Monday, 11 January 2010

Miso Soup

In Korea eating foods that were vegan, wheat free and low in fat was not too tricky as a lot of thier cuisine is influenced by Japanese food. While I was there I had some really delicious soups and decided to find out more. The soup I had loved to much was a White Miso Soup so on my return I decided to find out more.

Miso essentially is a mixture os a broth base (Dashi) and Miso Paste with various additons such as Spring Onions, Tofu or Seaweed you can also have a Miso based soup with some light noodles in it to make it a little more filling. Miso is a comforting soup but not too heavy or thick (I have a textural problem with very grainy soups) The ones we had in Korea my 5 year old loved. The reseraunt we went to had a great set up where you essentially created your own Miso Soup of choice. I wish I had had the presence of mind to take a photo. It would be fabulous to do at a dinner party or event where you wanted to give your guests choice. There were three pots of soup to choose from, one was a fish broth, one was a sea vegetable (seaweed) broth and the last was a light pale garlic broth. You chose your broth and served yourself into your soup bowl, then you added your choices of fillings. There were little dishes of different things you could add, chopped spring onions, enoki mushrooms, diced tofu, chilli flakes, a spicy soy mixture, udon noodles, or long thin rice noodles, and an array of spices and things that I was unsure of what they were. We dined tere several times and I got to try and cerate a variety of soups - it really gave me lots of ideas for healthy but delicious soups.

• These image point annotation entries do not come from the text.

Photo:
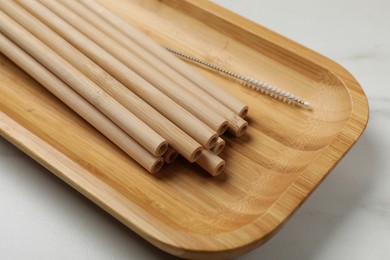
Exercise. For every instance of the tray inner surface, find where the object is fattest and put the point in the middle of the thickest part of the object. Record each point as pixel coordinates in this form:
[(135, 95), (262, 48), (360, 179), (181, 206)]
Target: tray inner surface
[(281, 142)]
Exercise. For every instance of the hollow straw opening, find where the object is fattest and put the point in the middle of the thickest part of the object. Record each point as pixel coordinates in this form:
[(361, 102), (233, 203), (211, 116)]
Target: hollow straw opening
[(222, 129), (219, 169), (219, 148), (196, 155), (163, 147), (242, 129), (244, 112), (172, 157), (157, 166), (212, 142)]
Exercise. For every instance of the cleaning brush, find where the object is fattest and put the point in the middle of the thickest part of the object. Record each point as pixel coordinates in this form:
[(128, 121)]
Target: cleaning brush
[(258, 85)]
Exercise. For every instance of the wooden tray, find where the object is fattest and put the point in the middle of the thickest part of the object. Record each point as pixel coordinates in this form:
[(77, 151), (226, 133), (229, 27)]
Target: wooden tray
[(285, 154)]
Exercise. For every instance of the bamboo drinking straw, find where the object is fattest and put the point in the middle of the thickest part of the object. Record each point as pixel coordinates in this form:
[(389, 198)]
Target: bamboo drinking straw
[(219, 146), (200, 80), (177, 138), (133, 126), (80, 106), (182, 118), (170, 156), (236, 123), (211, 162), (195, 106)]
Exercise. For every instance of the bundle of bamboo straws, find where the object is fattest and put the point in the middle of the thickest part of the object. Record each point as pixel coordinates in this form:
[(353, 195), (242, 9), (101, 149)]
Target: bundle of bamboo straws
[(145, 100)]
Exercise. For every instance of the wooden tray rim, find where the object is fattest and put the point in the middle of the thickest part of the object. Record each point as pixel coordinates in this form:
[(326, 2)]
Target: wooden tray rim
[(278, 214)]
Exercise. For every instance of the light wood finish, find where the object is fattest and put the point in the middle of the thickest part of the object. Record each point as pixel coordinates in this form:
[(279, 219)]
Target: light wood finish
[(170, 156), (211, 163), (202, 82), (160, 80), (82, 107), (219, 146), (132, 125), (236, 124), (178, 115), (270, 171), (177, 138)]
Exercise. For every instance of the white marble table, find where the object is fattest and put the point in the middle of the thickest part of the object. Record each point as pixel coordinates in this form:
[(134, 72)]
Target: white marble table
[(348, 217)]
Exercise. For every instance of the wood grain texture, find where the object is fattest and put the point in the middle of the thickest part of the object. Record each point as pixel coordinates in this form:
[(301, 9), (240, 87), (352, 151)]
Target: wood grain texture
[(284, 155)]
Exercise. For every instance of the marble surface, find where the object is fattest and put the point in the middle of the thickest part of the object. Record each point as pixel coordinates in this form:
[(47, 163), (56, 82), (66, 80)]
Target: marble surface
[(348, 217)]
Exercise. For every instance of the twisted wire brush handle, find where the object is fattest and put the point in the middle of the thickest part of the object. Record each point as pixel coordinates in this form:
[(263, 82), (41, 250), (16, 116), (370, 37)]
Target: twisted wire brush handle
[(258, 85)]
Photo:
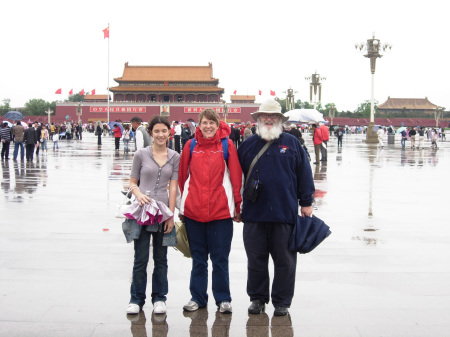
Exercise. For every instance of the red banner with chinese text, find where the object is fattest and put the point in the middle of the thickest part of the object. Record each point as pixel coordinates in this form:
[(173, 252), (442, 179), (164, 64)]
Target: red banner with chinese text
[(125, 109), (218, 110)]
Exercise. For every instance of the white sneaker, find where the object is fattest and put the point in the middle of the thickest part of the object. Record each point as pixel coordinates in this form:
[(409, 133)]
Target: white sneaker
[(133, 309), (225, 308), (159, 307), (191, 306)]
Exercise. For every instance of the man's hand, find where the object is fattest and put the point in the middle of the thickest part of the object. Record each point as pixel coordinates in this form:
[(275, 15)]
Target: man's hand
[(306, 211), (237, 217)]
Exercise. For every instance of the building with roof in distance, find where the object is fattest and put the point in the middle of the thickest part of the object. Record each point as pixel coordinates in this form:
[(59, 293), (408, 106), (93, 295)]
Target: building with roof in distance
[(178, 92), (242, 98), (407, 105), (167, 84)]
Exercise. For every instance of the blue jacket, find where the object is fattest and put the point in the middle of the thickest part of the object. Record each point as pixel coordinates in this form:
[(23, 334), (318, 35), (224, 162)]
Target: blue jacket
[(286, 177)]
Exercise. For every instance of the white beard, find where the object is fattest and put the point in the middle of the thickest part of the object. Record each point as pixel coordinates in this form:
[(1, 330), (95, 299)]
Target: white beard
[(267, 134)]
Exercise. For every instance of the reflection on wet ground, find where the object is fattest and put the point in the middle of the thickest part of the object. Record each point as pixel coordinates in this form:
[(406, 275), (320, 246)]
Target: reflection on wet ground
[(65, 266)]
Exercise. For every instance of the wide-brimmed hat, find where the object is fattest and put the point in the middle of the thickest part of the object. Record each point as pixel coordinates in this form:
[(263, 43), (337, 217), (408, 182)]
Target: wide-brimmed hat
[(270, 106)]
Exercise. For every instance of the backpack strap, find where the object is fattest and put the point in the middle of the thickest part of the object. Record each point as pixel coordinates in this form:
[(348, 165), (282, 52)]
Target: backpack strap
[(225, 148), (193, 143)]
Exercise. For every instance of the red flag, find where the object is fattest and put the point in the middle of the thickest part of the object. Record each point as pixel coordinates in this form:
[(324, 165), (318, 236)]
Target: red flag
[(106, 33)]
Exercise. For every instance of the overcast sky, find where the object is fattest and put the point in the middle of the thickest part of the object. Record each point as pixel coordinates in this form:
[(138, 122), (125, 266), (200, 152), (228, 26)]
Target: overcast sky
[(46, 45)]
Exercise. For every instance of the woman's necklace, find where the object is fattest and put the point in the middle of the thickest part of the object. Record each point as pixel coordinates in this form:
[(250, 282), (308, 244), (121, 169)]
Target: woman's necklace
[(160, 153)]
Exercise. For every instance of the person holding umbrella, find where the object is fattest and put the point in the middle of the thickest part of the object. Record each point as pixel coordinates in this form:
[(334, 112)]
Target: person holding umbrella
[(18, 132), (31, 140), (117, 135), (5, 135)]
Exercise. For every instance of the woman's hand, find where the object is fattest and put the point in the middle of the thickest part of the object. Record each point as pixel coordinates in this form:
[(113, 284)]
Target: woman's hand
[(168, 226), (237, 217), (306, 211), (142, 198)]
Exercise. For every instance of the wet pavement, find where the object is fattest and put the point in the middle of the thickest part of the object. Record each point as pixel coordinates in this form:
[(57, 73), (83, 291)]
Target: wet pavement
[(65, 266)]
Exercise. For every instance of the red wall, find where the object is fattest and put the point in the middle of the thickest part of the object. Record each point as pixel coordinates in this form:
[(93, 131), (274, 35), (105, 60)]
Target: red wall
[(176, 112)]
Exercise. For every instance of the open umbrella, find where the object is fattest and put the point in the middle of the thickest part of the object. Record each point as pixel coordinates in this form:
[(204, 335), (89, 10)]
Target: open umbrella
[(304, 116), (14, 116), (376, 127), (111, 125)]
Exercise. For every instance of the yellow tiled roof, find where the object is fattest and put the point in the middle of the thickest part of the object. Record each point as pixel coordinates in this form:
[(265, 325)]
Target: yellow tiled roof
[(167, 73), (149, 89)]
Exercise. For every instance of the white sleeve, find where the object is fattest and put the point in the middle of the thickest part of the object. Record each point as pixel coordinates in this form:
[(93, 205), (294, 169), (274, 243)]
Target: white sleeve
[(139, 140)]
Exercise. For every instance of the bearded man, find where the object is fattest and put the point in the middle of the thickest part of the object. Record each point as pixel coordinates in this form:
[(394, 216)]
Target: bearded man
[(278, 179)]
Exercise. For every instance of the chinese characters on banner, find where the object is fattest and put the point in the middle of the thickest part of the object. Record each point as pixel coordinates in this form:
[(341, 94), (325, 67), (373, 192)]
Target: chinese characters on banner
[(218, 110), (118, 109)]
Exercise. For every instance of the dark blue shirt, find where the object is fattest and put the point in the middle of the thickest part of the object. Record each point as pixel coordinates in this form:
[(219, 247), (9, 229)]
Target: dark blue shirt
[(285, 174)]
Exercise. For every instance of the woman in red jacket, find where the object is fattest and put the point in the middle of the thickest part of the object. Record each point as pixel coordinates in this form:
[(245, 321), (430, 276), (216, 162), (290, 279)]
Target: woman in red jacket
[(210, 202), (117, 135)]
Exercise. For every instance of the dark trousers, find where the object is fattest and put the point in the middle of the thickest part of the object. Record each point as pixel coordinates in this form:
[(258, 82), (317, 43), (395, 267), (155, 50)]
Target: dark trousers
[(262, 239), (5, 149), (29, 151), (213, 239), (317, 151), (177, 143), (323, 150), (160, 285)]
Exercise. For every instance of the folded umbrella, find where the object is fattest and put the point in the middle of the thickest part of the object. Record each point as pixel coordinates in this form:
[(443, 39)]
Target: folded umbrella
[(308, 233)]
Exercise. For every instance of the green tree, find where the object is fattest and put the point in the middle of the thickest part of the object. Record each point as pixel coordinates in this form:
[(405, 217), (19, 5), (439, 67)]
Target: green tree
[(76, 97), (5, 107)]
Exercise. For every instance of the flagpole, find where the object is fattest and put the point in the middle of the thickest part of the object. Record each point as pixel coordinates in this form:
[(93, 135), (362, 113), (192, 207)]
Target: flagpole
[(108, 77)]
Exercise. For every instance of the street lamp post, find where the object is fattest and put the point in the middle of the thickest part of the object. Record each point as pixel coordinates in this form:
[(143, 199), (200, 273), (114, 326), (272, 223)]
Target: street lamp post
[(290, 99), (438, 113), (373, 49), (315, 86)]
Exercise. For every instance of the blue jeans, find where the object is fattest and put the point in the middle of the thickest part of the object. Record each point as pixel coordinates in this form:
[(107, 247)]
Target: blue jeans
[(160, 285), (403, 141), (16, 150), (213, 239), (125, 145), (260, 240)]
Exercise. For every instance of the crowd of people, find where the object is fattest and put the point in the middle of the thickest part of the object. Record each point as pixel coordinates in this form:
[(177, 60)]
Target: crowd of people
[(32, 138)]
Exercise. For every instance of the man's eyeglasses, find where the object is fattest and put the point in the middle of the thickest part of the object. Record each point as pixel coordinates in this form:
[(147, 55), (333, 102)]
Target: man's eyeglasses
[(267, 116)]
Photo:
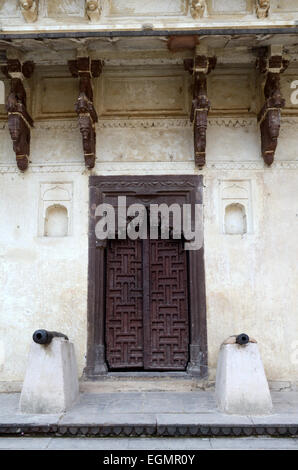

Whilst I have not got around to making one from fresh yet I have found an instant vegan version it is a white miso soup with tofu and spring onions. I had it for lunch today and it was surprisingly good. Not as good as the delicious homemade soups I had in Korea. Having road tested this instant one I think I'd rather not give it to my little one as it is a little too salty for her palette but once I make my own I'll endeavour to make it less salty and I'm sure she will lap it up. But give me a week or two and I'll be trying out some of the Miso ingredients I have found online and making my own, that is if the delivery man can brave the snow!